In York, over 100 Ukrainian refugees have arrived to be housed by generous local families. Those opening their homes to help those in acute plight are wonderfully kind and will make a real difference. Providing a home is only one part of the equation of support. York City of SanctuaryRefugee Action York, York City Council, and many other agencies offer additional support for Ukrainian nationals to integrate into York.

The size of the challenge is vast. The number of globally displaced persons has risen to over 100m for the first time ever. To put that into perspective, the total population of the UK is 68m, and the population of Australia is 26m. Their combined populations are still less than the total of displaced persons.

However large a problem is, we have to take Mother Theresa’s approach “Never worry about numbers. Help one person at a time and always start with the person nearest you.” Thankfully that is what all the host families are doing in York and around the UK.

The Homes for Ukraine’s scheme seeks to provide a host home for at least 6 months. That is no easy undertaking. A stranger or family of strangers suddenly living in your home. Creating new ways of operating in the kitchen will be a challenge. How to share a fridge? How to cook very different cuisines? The time of day when host or guest family want to eat? In the bathroom, you no longer have impacts from only your family members. How do you share toiletries, or store a more diverse range of items? In the evening, how do host and guest family relax? Is there enough space for each to be comfortable in their own space? What about daily routines? Host families will have a set routine often linked to a working pattern, whereas guest families will initially be unemployed and have different life rhythms. Personalities are complex, even without language barriers. Learning to live with others with other personalities you may not naturality connect with is fine for a couple of weeks, but after 6 months those tensions could potentially rise significantly.

Already some host families have reached the point of requiring guest families to find a new sponsor. In many situations the local council will step in to resolve the situation. But the additional trauma to those who have already had to flee their homes will be significant.

The Homes for Ukraine’s scheme is noble, but when the complications of life arrive, it can be hard to deliver longer term solutions.
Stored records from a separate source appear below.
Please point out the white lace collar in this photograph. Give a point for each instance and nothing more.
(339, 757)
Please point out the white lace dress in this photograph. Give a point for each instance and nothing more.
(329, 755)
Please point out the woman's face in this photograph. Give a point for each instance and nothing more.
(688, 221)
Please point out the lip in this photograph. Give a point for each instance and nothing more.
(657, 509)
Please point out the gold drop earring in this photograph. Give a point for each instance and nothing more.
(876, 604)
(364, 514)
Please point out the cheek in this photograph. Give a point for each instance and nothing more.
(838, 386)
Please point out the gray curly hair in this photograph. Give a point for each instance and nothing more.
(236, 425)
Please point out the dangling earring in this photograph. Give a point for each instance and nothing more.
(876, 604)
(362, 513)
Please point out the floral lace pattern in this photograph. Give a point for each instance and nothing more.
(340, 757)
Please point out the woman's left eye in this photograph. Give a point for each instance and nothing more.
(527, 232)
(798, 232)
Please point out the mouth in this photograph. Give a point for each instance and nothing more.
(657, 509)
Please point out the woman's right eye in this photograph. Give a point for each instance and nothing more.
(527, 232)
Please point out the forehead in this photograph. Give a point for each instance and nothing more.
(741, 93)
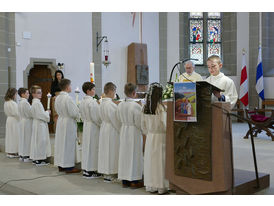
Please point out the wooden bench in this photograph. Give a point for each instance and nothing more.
(256, 127)
(239, 110)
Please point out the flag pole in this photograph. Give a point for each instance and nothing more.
(244, 53)
(260, 47)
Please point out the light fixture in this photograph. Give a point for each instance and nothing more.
(60, 66)
(99, 40)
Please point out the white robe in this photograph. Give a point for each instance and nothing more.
(40, 147)
(193, 77)
(223, 82)
(154, 126)
(131, 141)
(109, 138)
(66, 131)
(89, 110)
(24, 109)
(12, 127)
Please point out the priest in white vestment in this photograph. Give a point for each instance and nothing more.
(109, 135)
(153, 122)
(89, 110)
(12, 123)
(130, 169)
(66, 129)
(24, 109)
(190, 75)
(221, 81)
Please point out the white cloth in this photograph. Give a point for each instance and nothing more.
(223, 82)
(89, 110)
(12, 127)
(24, 109)
(131, 141)
(40, 147)
(193, 77)
(154, 126)
(109, 138)
(66, 130)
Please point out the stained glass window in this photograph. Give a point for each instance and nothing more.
(196, 30)
(204, 41)
(196, 52)
(196, 37)
(214, 34)
(196, 15)
(214, 31)
(214, 15)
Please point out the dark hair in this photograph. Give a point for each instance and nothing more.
(87, 86)
(21, 91)
(55, 76)
(129, 89)
(109, 87)
(64, 83)
(10, 94)
(34, 88)
(55, 84)
(155, 97)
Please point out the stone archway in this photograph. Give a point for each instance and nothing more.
(51, 63)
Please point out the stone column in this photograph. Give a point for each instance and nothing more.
(7, 61)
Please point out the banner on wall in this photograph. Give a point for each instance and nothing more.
(185, 102)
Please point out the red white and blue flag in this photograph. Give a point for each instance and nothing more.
(259, 76)
(244, 83)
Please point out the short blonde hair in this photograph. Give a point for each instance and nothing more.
(34, 88)
(215, 58)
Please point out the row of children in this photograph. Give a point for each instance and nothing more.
(113, 133)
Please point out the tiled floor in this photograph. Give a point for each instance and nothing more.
(12, 169)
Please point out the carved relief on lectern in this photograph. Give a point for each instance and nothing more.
(192, 141)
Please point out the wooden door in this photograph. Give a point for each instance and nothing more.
(41, 75)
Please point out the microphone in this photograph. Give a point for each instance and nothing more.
(184, 60)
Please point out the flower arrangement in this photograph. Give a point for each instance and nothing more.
(168, 92)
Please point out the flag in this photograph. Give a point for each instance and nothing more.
(244, 83)
(259, 76)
What happens after the 6-month hosting period ends? Will guests be forced out of host family homes? How long will funding continue beyond the 6-month period? How easy will it be for Ukrainian guests to find private rental accommodation, particularly in high housing cost areas such as York? Housing benefit may not cover the whole private rental costs. If employment has not been secured, that gap may result in either housing debt accruing or Ukrainian nationals having to move to poorer areas, often where employment opportunities are lower.

Let us not forget refugees from other areas of the world: Afghanistan, Albania, Eritrea, Iran, Iraq, Sudan, Syria, Venezuela and many others. The route to move from asylum status to leave to remain is complex and can take years. Even with a leave to remain permission being granted (requiring new accommodation within 28 days!) that does not always result in recourse to public funds. That means some foreign nationals are prohibited from working or claiming benefits. As you can appreciate the demands of needing to live in accommodation and feed yourself and your family if you cannot work or claim benefits is an enormous challenge.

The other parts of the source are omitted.